I then fold the paper in half and slip it into the suggestion box, which is located next to the water fountain on the first floor.
And then I head up to the second level.
You are not allowed to sleep in the library.
I know this because I’ve seen the security guard wake people.
It’s a rule to keep the homeless from taking over the place.
I feel overwhelming empathy for that group right now.
We are one.
But I know this building.
And upstairs, in the far corner, are big molded chairs that look like doughnuts.
I crawl behind a red one.
I tuck my knees up against my chest and only my shoes stick out.
Camouflage is a form of crypsis, which means hiding.
The skin on my ankles is dark and I’m wearing a pair of brown work boots.
The carpeting in here is also shades of tan and chocolate.

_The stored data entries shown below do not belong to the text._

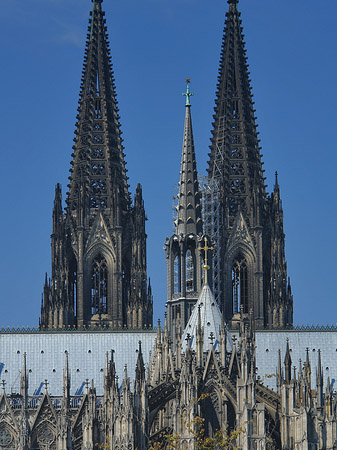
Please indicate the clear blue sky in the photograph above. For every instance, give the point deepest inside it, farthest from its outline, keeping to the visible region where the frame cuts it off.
(155, 45)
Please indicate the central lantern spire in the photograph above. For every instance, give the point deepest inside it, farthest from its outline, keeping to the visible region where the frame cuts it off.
(99, 242)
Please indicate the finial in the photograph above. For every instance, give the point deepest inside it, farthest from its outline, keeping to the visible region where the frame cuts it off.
(205, 266)
(188, 94)
(276, 179)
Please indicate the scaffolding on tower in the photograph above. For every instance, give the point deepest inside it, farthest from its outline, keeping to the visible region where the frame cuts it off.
(210, 202)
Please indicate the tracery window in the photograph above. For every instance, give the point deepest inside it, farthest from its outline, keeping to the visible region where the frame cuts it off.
(240, 285)
(6, 439)
(176, 274)
(99, 286)
(189, 271)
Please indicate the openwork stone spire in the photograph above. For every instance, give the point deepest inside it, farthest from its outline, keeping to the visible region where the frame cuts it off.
(98, 174)
(99, 243)
(235, 160)
(249, 267)
(188, 214)
(182, 249)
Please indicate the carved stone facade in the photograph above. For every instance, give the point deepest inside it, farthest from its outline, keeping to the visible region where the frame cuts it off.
(217, 383)
(245, 222)
(197, 370)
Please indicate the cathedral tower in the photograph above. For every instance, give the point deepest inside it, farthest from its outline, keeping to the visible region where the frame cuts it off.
(246, 223)
(99, 242)
(182, 249)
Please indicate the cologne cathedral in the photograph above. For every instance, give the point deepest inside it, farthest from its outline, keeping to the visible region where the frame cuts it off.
(95, 373)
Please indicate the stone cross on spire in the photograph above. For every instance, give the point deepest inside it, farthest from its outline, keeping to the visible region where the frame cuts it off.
(188, 94)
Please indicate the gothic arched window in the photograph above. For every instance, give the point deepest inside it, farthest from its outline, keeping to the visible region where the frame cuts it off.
(176, 274)
(240, 285)
(7, 441)
(190, 285)
(99, 286)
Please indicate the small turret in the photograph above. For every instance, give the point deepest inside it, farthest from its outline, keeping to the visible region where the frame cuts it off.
(182, 254)
(287, 364)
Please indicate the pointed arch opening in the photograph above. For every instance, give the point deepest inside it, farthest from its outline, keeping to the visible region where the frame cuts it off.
(240, 284)
(190, 271)
(7, 438)
(176, 274)
(99, 285)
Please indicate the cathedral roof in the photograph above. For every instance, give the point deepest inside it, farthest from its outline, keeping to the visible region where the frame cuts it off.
(188, 208)
(207, 314)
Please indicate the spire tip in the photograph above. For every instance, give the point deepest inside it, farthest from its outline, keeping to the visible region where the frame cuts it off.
(188, 94)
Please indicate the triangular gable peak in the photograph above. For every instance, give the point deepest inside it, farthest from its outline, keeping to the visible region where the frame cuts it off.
(99, 234)
(44, 424)
(77, 424)
(211, 322)
(6, 414)
(240, 237)
(211, 366)
(45, 413)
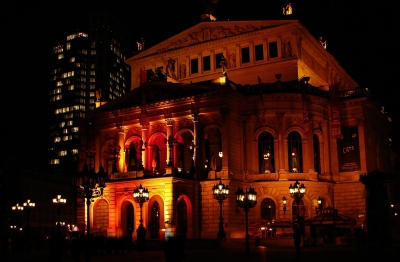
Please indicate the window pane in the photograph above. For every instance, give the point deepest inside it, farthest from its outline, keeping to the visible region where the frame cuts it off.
(218, 58)
(194, 66)
(273, 49)
(245, 55)
(295, 153)
(266, 153)
(206, 63)
(259, 49)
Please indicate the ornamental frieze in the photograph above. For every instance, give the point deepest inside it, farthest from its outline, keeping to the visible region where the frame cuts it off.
(134, 131)
(316, 125)
(265, 121)
(211, 119)
(159, 127)
(293, 121)
(207, 33)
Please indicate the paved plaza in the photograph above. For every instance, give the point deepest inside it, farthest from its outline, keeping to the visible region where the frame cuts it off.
(234, 251)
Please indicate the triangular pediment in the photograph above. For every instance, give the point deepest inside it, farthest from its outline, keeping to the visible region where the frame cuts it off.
(209, 31)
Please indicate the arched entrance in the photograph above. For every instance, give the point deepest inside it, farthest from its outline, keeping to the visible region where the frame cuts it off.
(154, 224)
(127, 219)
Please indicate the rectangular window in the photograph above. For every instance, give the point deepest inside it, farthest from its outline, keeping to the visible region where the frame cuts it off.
(273, 49)
(259, 50)
(206, 63)
(218, 58)
(245, 55)
(194, 66)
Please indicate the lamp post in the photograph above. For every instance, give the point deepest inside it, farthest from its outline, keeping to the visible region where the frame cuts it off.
(220, 193)
(59, 202)
(297, 192)
(246, 200)
(28, 206)
(89, 184)
(141, 195)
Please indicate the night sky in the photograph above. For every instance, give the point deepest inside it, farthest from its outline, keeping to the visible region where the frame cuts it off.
(361, 35)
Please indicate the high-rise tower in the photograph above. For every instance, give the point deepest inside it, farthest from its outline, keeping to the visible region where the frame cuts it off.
(88, 70)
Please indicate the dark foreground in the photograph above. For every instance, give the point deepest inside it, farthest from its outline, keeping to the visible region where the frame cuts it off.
(233, 251)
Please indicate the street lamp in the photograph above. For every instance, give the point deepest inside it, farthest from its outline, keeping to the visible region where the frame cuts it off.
(59, 202)
(89, 185)
(220, 193)
(246, 200)
(141, 195)
(28, 205)
(297, 192)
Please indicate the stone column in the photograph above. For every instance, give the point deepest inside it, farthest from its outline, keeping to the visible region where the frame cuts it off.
(325, 159)
(144, 155)
(98, 159)
(121, 143)
(281, 150)
(225, 140)
(378, 228)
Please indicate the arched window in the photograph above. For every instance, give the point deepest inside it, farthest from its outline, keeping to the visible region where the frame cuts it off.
(266, 153)
(295, 154)
(268, 209)
(317, 156)
(182, 219)
(132, 163)
(154, 224)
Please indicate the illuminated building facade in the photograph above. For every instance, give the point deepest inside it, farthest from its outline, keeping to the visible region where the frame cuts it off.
(88, 69)
(249, 102)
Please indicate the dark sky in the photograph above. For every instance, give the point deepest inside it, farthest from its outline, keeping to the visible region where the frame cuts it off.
(362, 36)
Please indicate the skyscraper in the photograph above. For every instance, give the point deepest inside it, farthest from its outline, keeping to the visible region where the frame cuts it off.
(88, 69)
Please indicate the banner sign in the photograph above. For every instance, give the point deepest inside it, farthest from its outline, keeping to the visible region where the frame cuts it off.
(306, 125)
(335, 113)
(349, 150)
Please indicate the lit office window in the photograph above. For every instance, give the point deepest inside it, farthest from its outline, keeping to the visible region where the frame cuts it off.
(62, 153)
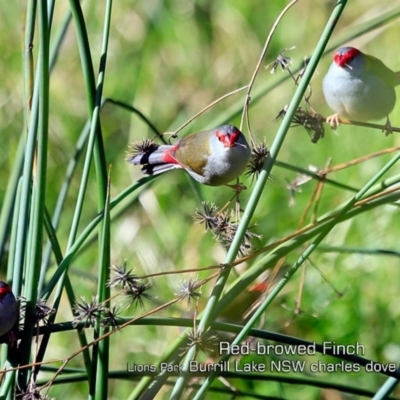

It is a pattern of swirls and dots, no doubt installed to camouflage any dirt.
I’m hiding in plain sight, which is often the best way to be concealed.
And in only seconds, I’m asleep.
Chapter 27
Dell went to the front office and made a request to speak with Mai Nguyen.
He showed his credentials and, though a few eyebrows were raised, only minutes later the scrappy fourteen-year-old was escorted out of class and stood in front of him.
Mai’s fiery eyes narrowed as they noticed Dell.
What was he doing here?
At the same time that she was mildly freaked out by the sight of the bearded counselor, she was also excited. She’d never been plucked out of class before.
All the teenagers had stared as she was led from the stuffy room. Mai wondered if her classmates assumed it had something to do with her shady brother.